Today’s Song of the Day Challenge theme is “A song everyone should listen to at least once in their life”, and my pick is the magnificent classical masterpiece “Rhapsody on a Theme of Paganini” by Russian composer Sergei Rachmaninoff. Many have heard a famous snippet of the piece, namely the beautiful 18th variation that’s been featured in numerous films, but I’m guessing relatively few know where that variation is actually from, nor have they heard the exquisite 24-minute long work in it’s entirety.
Although I love classical music dating back to the early 1700s by composers such as Antonio Vivaldi and Johann Sebastian Bach, my personal favorite period for classical music is the late romantic and post-romantic era lasting generally from 1860-1935, especially by composers like Pyotr Ilyich Tchaikovsky, Nikolai Rimsky-Korsakov, Jean Sibelius, Ralph Vaughan Williams, Maurice Ravel and Sergei Rachmaninoff. Three of my top 10 all-time favorite classical works – “Symphony No. 2 in E Minor”, “Piano Concerto No. 2”, and “Rhapsody on a Theme of Paganini” – are by Rachmaninoff, making him my favorite composer.
He wrote “Rhapsody on a Theme of Paganini” at the age of 61 while in Switzerland during the summer of 1934. It is written for solo piano and symphony orchestra, closely resembling a piano concerto, but in a single movement. Although it’s performed in one stretch without breaks, it can be divided into three sections, corresponding to the three movements of a concerto: variations 1 to 10 correspond to the first movement, variations 11 to 18 are the equivalent of a slow movement, and the remaining variations make a finale.
It boggles my mind that someone could compose such gorgeous melodies, then decide upon just the right types and number of instruments to use to bring those melodies to life. And then the fact that people are able to coax those gorgeous sounds from musical instruments! It’s also amazing that Rachmaninoff could write such a beautiful work given the fact the world was still in the midst of the Great Depression, and that in Germany next door, Adolph Hitler continued to consolidate power and had already begun his 12-year-long reign of terror.
Rachmaninoff played the solo piano part at the piece’s premiere at the Lyric Opera House in Baltimore, Maryland, on November 7, 1934 with the Philadelphia Orchestra, conducted by Leopold Stokowski. The very first recording of the piece was also done by the Philadelphia Orchestra, with Stokowski conducting and Rachmaninoff playing piano, and released in late 1934 by the RCA Victor Red Seal label.
The slow and stunningly beautiful 18th variation is by far the best known, and is often included on classical music compilations without the rest of the work.
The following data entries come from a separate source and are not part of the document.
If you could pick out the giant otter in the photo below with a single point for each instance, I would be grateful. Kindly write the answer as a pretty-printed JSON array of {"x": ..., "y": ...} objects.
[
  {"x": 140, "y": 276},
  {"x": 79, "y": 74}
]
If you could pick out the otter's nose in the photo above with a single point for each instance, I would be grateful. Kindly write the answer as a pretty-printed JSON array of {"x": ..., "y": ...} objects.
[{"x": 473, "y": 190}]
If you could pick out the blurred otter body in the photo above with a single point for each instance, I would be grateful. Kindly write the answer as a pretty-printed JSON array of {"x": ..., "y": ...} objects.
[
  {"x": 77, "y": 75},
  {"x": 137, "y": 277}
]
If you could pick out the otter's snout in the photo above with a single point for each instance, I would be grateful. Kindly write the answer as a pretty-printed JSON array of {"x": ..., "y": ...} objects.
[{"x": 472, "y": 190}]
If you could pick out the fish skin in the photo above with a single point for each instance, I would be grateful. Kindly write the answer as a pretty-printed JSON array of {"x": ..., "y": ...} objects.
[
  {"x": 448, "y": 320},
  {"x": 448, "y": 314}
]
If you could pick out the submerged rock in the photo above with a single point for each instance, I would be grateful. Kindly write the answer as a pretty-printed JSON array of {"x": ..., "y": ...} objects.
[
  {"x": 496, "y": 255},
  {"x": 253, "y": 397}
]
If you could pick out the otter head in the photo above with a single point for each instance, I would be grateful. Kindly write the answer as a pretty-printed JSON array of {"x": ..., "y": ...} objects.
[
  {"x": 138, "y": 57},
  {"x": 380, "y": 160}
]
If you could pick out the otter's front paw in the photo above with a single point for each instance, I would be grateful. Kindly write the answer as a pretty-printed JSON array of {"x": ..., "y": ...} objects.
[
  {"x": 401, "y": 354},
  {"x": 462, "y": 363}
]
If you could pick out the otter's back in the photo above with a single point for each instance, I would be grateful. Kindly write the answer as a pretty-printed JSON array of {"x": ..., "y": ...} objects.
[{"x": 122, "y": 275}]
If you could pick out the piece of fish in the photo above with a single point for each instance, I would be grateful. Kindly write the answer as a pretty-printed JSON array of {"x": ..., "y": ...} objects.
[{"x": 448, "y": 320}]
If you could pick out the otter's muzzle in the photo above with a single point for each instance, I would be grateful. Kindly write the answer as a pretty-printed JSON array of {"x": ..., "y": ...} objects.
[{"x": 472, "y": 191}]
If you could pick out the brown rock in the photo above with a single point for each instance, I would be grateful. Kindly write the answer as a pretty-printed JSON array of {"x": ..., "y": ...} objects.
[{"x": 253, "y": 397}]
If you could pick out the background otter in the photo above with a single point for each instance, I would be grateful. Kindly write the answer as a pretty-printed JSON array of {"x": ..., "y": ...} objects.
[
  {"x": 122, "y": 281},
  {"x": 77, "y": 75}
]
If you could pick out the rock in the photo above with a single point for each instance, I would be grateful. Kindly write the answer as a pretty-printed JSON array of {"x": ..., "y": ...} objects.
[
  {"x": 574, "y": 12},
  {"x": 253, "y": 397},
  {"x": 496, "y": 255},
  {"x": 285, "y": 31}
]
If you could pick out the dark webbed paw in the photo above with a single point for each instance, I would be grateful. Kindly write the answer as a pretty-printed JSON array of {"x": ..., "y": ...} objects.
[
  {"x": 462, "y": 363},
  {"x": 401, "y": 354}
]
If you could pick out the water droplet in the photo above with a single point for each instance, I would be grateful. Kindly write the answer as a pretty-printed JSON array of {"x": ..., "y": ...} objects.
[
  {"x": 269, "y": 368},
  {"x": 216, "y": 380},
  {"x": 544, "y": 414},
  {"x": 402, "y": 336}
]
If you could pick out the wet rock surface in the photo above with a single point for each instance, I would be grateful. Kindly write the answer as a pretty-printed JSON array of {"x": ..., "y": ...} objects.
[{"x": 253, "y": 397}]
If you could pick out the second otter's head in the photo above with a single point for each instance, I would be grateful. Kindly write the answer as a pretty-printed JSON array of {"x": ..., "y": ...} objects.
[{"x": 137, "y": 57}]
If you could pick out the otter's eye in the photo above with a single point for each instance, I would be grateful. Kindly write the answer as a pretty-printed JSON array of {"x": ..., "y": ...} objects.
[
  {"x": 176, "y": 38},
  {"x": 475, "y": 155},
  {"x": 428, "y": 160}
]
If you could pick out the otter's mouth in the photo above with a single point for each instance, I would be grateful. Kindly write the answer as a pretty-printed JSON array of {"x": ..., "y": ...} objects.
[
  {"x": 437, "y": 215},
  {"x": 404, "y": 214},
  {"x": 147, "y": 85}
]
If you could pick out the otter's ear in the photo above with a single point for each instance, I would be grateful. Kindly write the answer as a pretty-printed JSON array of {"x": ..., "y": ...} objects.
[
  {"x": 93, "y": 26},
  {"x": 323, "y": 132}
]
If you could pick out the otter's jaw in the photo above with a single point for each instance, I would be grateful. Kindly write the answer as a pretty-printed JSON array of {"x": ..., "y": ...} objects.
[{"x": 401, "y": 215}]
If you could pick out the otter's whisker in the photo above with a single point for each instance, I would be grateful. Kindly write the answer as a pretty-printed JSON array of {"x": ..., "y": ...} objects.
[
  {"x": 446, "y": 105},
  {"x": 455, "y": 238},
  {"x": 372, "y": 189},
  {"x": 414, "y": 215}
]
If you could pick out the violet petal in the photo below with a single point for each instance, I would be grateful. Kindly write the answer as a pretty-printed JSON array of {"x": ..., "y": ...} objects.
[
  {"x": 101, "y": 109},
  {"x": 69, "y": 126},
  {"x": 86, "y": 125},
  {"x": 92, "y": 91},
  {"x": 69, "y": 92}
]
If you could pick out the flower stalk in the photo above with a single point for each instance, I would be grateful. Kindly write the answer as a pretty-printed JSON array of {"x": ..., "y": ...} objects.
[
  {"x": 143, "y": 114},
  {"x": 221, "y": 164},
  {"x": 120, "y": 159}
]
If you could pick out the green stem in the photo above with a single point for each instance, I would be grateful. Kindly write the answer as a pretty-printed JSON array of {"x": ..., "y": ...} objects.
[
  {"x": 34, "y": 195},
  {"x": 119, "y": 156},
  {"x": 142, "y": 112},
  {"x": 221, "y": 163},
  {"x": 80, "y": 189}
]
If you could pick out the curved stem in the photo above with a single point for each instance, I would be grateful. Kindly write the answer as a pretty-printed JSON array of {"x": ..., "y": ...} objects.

It’s based on an inversion of the melody of Paganini’s theme, in which the A minor Paganini theme is literally played “upside down” in D♭ major, with a few other changes. Rachmaninoff himself recognized the appeal of this variation, saying “This one, is for my agent.” (Wikipedia) That variation is arguably one of the most beautiful and moving melodies ever written, and so breathtaking that it brings tears to my eyes.
The 18th variation has also been used in various movie and TV show soundtracks to different degrees, including The Story of Three Loves (1953), Somewhere in Time (1980),
Dead Again (1991), Groundhog Day (1993), Ronin (1998), the 2014 documentary Alive Inside: A Story of Music and Memory, and a 2015 episode of the TV show The Good Wife. But the entire piece is gorgeous, and worth a careful listen.
I’ve included two videos. The first is a beautiful 2018 performance by the German Philharmonie Südwestfalen at the Concertgebouw in Amsterdam, Netherlands, conducted by Gerard Oskamp, with the brilliant young pianist Anna Fedorova doing a masterful job playing the challenging piano parts.
This second video is of one of the definitive performances of “Rhapsody on a Theme of Paganini”, by the London Symphony Orchestra in 1970, conducted by André Previn and with piano by the great pianist Vladimir Ashkenazy. I have this recording on both vinyl and CD.